One of the most recent assemblies in the United Kingdom was the People’s Plan for Nature that produced a vision for the future of nature, and the actions society must take to protect and renew it. 

When it comes to climate action, experts argue that we need to move beyond showpiece national and international goal-setting, and bring decision-making closer to home. 

Scholars say that that local and regional minipublics should be used much more frequently to produce climate policies, as this is where citizens experience the impact of the changing climate and act to make everyday changes.

While some policymakers are critical of deliberative democracy and see these processes as redundant to the existing deliberative bodies, such a national parliaments, others are more supportive. They view them as a way to get a better understanding of both what the public both thinks, and also how they might choose to implement change, after being given the chance to learn and deliberate on key questions.
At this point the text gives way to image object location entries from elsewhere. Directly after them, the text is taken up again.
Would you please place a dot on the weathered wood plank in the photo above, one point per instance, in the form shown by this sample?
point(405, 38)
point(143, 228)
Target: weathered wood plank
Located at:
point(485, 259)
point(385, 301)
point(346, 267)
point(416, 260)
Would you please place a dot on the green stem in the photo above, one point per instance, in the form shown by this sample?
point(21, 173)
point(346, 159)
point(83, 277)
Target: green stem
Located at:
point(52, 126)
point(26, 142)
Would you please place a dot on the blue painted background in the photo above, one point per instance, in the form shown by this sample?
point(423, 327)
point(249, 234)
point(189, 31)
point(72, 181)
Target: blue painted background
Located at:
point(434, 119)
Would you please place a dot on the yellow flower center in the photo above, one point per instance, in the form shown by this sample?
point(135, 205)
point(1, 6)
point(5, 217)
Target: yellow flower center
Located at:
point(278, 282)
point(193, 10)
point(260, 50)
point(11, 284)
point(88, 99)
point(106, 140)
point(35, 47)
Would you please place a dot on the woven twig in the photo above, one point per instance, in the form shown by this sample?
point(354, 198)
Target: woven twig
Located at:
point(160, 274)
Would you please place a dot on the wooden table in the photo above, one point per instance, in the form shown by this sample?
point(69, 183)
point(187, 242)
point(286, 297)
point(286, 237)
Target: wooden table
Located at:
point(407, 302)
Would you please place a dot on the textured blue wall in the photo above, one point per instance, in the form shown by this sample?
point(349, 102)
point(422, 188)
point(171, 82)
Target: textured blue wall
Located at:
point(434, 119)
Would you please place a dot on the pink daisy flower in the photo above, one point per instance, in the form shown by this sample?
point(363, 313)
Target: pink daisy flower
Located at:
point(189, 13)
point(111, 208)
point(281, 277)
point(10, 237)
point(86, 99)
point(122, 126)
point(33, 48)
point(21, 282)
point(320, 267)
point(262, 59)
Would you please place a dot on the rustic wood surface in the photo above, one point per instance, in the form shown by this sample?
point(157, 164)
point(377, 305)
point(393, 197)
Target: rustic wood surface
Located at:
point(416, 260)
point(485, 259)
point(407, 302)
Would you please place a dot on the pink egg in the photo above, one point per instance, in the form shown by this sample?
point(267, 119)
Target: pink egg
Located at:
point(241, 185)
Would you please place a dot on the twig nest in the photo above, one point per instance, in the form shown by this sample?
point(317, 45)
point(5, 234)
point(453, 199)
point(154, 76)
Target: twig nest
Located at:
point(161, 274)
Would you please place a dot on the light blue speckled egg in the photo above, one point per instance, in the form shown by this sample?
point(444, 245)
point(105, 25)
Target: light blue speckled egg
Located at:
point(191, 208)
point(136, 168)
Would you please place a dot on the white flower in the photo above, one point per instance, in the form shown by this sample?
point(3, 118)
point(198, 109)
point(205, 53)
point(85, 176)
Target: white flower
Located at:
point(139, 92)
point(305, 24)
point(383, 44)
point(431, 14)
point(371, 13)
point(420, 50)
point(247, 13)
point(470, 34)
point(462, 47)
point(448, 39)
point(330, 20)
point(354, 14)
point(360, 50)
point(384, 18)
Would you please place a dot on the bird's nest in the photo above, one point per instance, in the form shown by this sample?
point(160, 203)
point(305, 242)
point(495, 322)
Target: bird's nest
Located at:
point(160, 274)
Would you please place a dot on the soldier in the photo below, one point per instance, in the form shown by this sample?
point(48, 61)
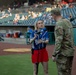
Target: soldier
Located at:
point(64, 44)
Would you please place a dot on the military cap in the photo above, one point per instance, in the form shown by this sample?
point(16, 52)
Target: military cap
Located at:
point(56, 11)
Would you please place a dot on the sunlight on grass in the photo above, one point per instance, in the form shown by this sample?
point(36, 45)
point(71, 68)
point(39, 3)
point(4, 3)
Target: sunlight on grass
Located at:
point(21, 65)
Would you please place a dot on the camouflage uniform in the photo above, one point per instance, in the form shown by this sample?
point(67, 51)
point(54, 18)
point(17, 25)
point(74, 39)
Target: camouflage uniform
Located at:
point(64, 46)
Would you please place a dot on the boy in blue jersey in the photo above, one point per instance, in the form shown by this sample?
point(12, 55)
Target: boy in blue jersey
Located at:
point(29, 32)
point(39, 39)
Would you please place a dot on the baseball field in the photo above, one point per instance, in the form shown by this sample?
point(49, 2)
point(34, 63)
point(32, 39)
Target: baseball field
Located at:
point(15, 59)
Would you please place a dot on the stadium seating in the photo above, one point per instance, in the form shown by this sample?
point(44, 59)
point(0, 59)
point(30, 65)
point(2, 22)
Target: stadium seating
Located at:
point(31, 21)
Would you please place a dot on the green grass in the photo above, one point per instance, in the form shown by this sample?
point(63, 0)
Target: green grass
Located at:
point(21, 65)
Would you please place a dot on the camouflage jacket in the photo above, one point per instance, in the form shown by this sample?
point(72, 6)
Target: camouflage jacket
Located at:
point(64, 43)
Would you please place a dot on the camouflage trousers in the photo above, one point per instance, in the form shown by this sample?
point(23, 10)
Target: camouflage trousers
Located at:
point(64, 65)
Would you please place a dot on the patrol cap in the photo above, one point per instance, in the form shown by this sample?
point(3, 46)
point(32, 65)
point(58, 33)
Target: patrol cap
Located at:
point(56, 11)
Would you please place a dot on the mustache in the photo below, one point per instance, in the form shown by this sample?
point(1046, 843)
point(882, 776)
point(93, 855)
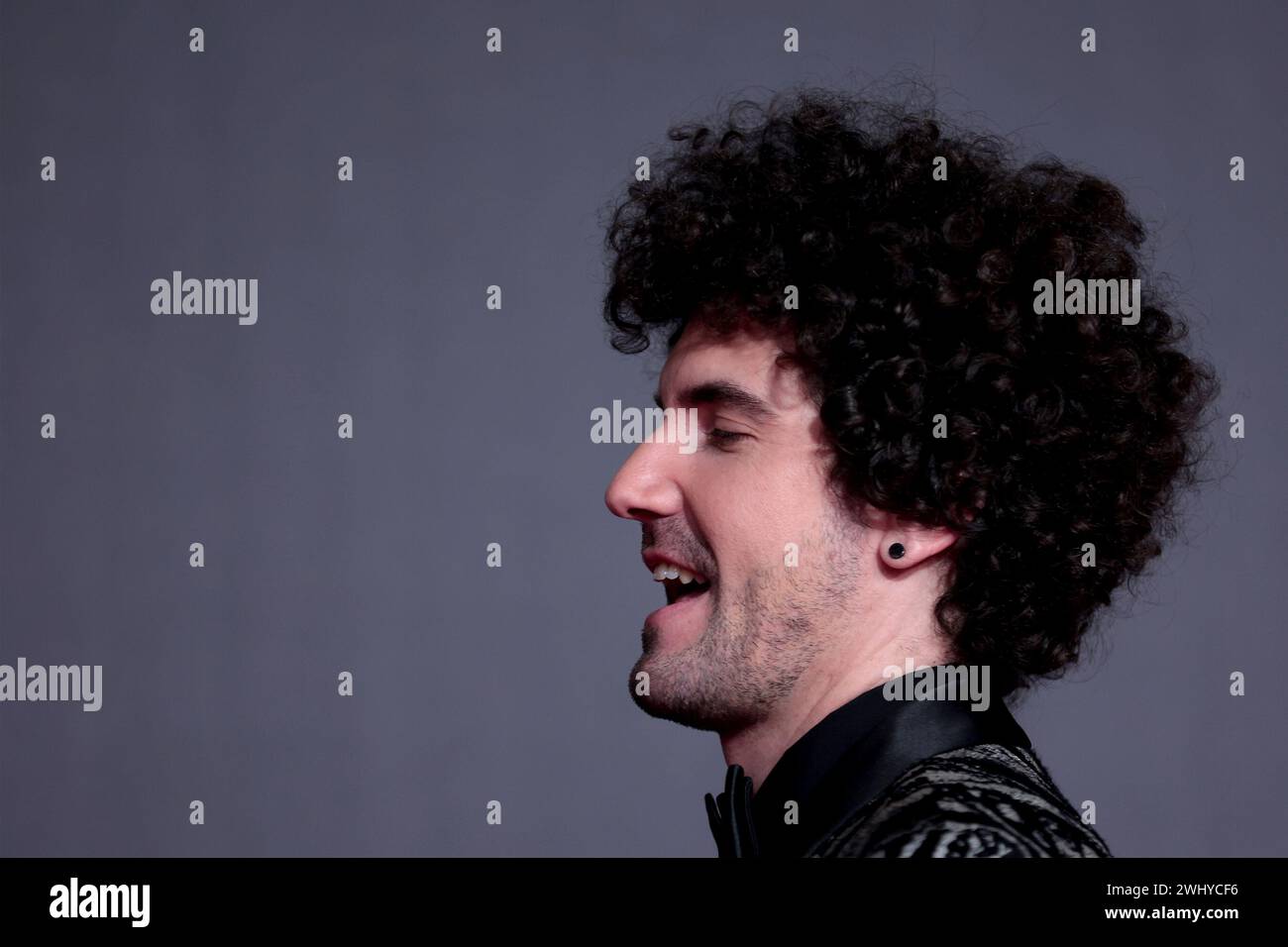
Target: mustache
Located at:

Research has shown that the cognitive diversity of minipublics ensure a better quality of decision-making, in comparison to the more experienced, but also more homogenous traditional decision-making bodies.

For politicians, one benefit of minipublics is the opportunity to share the responsibility of potentially risky policy decisions, with society itself. 
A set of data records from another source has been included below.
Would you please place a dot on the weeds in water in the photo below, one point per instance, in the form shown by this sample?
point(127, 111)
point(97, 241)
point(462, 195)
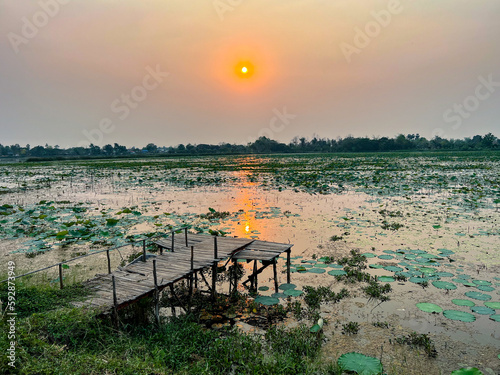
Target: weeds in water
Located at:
point(351, 328)
point(423, 341)
point(377, 291)
point(391, 226)
point(381, 324)
point(336, 238)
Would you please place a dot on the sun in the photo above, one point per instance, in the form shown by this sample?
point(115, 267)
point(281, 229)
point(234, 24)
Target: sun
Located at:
point(244, 69)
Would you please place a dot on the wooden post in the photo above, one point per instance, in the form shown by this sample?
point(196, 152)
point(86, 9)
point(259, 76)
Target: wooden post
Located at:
point(191, 277)
point(109, 261)
point(234, 279)
point(60, 276)
point(254, 279)
point(288, 266)
point(275, 273)
point(115, 302)
point(157, 299)
point(214, 269)
point(192, 258)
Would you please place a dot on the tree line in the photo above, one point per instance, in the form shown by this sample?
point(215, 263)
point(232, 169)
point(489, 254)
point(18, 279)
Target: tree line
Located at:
point(409, 142)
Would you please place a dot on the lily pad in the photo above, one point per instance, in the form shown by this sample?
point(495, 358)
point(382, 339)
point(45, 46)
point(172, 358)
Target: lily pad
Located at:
point(429, 307)
point(493, 305)
point(478, 296)
point(459, 315)
point(463, 302)
point(316, 270)
point(266, 300)
point(467, 371)
point(385, 279)
point(393, 269)
point(293, 292)
point(287, 286)
point(278, 295)
point(481, 282)
point(485, 288)
point(444, 285)
point(418, 280)
point(483, 310)
point(360, 363)
point(386, 257)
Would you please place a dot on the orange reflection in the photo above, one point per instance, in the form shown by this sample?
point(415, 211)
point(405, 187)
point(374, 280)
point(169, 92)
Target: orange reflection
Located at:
point(246, 201)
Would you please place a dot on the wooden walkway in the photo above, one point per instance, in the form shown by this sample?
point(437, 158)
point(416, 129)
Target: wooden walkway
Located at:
point(191, 253)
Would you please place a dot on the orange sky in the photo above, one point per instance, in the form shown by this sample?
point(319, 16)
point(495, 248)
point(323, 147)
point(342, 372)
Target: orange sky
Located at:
point(64, 80)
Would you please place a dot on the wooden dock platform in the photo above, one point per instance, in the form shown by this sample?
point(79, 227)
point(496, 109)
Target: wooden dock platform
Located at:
point(180, 257)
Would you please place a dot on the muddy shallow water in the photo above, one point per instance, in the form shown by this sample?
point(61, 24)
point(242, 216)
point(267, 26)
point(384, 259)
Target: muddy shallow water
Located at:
point(426, 220)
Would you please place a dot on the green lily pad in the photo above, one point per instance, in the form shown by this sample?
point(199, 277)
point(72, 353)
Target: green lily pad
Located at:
point(444, 274)
point(459, 315)
point(393, 269)
point(485, 288)
point(493, 305)
point(266, 300)
point(334, 265)
point(360, 364)
point(386, 257)
point(278, 295)
point(478, 296)
point(418, 280)
point(337, 272)
point(483, 310)
point(287, 286)
point(444, 285)
point(464, 282)
point(467, 371)
point(429, 307)
point(385, 279)
point(481, 282)
point(293, 292)
point(316, 270)
point(315, 328)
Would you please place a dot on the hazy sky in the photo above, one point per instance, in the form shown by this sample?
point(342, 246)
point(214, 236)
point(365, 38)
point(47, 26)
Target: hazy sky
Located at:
point(165, 71)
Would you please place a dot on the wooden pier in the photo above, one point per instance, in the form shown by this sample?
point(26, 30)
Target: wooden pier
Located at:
point(182, 256)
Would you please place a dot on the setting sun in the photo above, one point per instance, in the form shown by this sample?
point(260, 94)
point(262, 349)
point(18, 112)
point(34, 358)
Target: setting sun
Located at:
point(244, 69)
In one famous example, President Emmanuel Macron promised the French climate assembly that he would implement whatever recommendations they made. 

The climate assembly then produced ostensibly radical proposals, most of which Macron was not able to implement. 

However, one of the more transformative ones, regarding the ban of flying within France, did get through. Having survived legal challenges, it will now be implemented.  

My own experience working with a minipublic in New Zealand supports the contention that the citizens are ready to go in a policy direction that is both supported by evidence and also confront difficult realities. 

From January 2020 to February 2023, I lead a team from the University of Auckland’s Koi Tū: Centre for Informed Futures.

In collaboration with the municipally owned water company Watercare, funded by New Zealand’s Ministry of Business, Employment and Innovation, we ran New Zealand’s first fully empowered minipublic on the future source of water for Auckland.

After four days of learning from a range of experts and materials, deliberation and consensus-making, citizens decided that direct recycled water is the source they would recommend. 

In New Zealand, using this water source of water has been seen to be controversial. In the Māori culture, there are cultural restrictions around individuals being in contact with any form of human waste.

However, during the assembly, citizens were given the opportunity to learn about this issue both from Māori scholars and from representatives of the Mana Whenua Kaitiaki Forum, the governance forum of all the 19 hapū and iwi (roughly, clans and tribes) of Auckland.

Learning about the cultural context and understanding from the Kaitiaki Forum that the human right to water and the preserving environment are of highest importance in a dynamic and continuously transforming indigenous culture, then, gave them the confidence to propose this solution. 

Since then, Watercare’s Board has accepted the recommendations and have begun to work towards implementation. 

This successful example has increased the profile of deliberative democracy in New Zealand and will likely lead to more experiments of this kind. 

This interest is still mostly at the local level, and what remains to be seen is how policymakers at the national level respond to them and whether they will be brave enough to trial these new forms of democratic processes, which in my view may be better suited for the big policy issues today.